On Sunday Brandon Workman was optioned back to Triple-A Pawtucket, and, in return, recently-acquired Heath Hembree was called up to the show. Undoubtedly, Workman was sent down due to failing to maintain consistency with the Red Sox’ rather inexperienced rotation — oh, sorry, forgot about Clay Buchholz.
It’s a sensible transaction, especially considering (if Boston’s smart) it’ll allow Anthony Ranaudo to rejoin the club’s pitching staff. It is, however,one that surprises a bit given his hype (notably surrounding his postseason success in ’13) coming into the year and Boston’s lack of urgency to make a change. After all, won’t Boston just inevitably call him up September 1st for MLB’s roster expansions? You couldn’t wait seven measly days?
Anyway, the logic behind the move is not what I wanted to discuss, rather, I’d like to dabble into the trickery small sample size success (especially in big-games) has on the masses opinion.
Yes, Workman was absolutely lights out for Boston in the postseason, not allowing a single run in eight and 2/3 innings pitched. In fact, he was so good I strongly contemplated purchasing a Brandon Workman World Series bobblehead — I went with a Xander Bogaerts one instead.
However good he may have been in such a short sample size, at least in my mind, it seems to have distorted his actual potential/value. I mean, the guy posted a 4.97 ERA with Boston last year, yet everyone was calling for him to be a part of the rotation before the season even commenced. His peripherals were respectable in ’13 in large part to his tremendous 10.15 K/9, but lurking next to that was an ugly 3.24 BB/9 that seemed to be ignored. Oh, and it’s not like Workman had ever produced such a terrific strikeout rate in the minor-leagues before, so, naturally, his K/9 probably would fall back down to earth the next season.

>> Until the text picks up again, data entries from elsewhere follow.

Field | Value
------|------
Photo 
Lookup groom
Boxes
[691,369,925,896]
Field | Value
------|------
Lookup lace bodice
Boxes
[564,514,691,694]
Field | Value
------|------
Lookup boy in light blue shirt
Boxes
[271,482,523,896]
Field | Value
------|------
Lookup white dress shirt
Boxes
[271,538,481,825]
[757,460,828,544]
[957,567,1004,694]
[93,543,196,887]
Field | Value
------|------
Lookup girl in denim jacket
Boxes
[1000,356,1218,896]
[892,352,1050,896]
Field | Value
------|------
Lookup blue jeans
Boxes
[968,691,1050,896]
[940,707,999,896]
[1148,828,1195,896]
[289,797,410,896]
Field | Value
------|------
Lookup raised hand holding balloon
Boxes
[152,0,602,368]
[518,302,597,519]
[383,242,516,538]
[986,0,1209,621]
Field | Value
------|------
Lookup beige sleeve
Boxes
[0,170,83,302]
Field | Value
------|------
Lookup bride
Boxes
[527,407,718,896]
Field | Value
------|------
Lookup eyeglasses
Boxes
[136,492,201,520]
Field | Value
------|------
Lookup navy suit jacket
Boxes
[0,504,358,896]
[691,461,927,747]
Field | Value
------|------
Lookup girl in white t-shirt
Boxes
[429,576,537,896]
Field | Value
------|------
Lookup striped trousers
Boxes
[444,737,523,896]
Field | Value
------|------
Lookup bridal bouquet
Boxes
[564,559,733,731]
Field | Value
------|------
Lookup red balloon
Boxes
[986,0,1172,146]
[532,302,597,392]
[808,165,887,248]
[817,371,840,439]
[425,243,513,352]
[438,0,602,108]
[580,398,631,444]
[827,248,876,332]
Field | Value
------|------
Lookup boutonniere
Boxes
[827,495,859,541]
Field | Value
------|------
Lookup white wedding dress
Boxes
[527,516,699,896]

How much it would fall, admittedly, I didn’t see coming, and entering Monday it reads at just a 6.90 K/9. Sitting next to it on Fangraphs, is an even worse 3.45 BB/9. Such lackluster peripherals generally lead to runs being allowed at a high-rate, and that’s been the narrative for Workman, too. Through 73 innings of work the right-hander has sported a 4.93 ERA (and 4.58 FIP).
Don’t get me wrong; Brandon did perform well (not great) in the minors, but aside from his work in Pawtucket last season, which produced a 4.76 FIP but excellent 2.80 ERA, there’s no reason to believe he’ll be prosperous as a big-league starter. Maybe the bullpen is better suited for Workman. He certainly has two really good pitches in his cutter and curveball (or knucklecurve) and could thrive as a reliever.
Only time will tell, but for now Workman will (or should) focus on in Pawtucket what John Farrell requests he hone.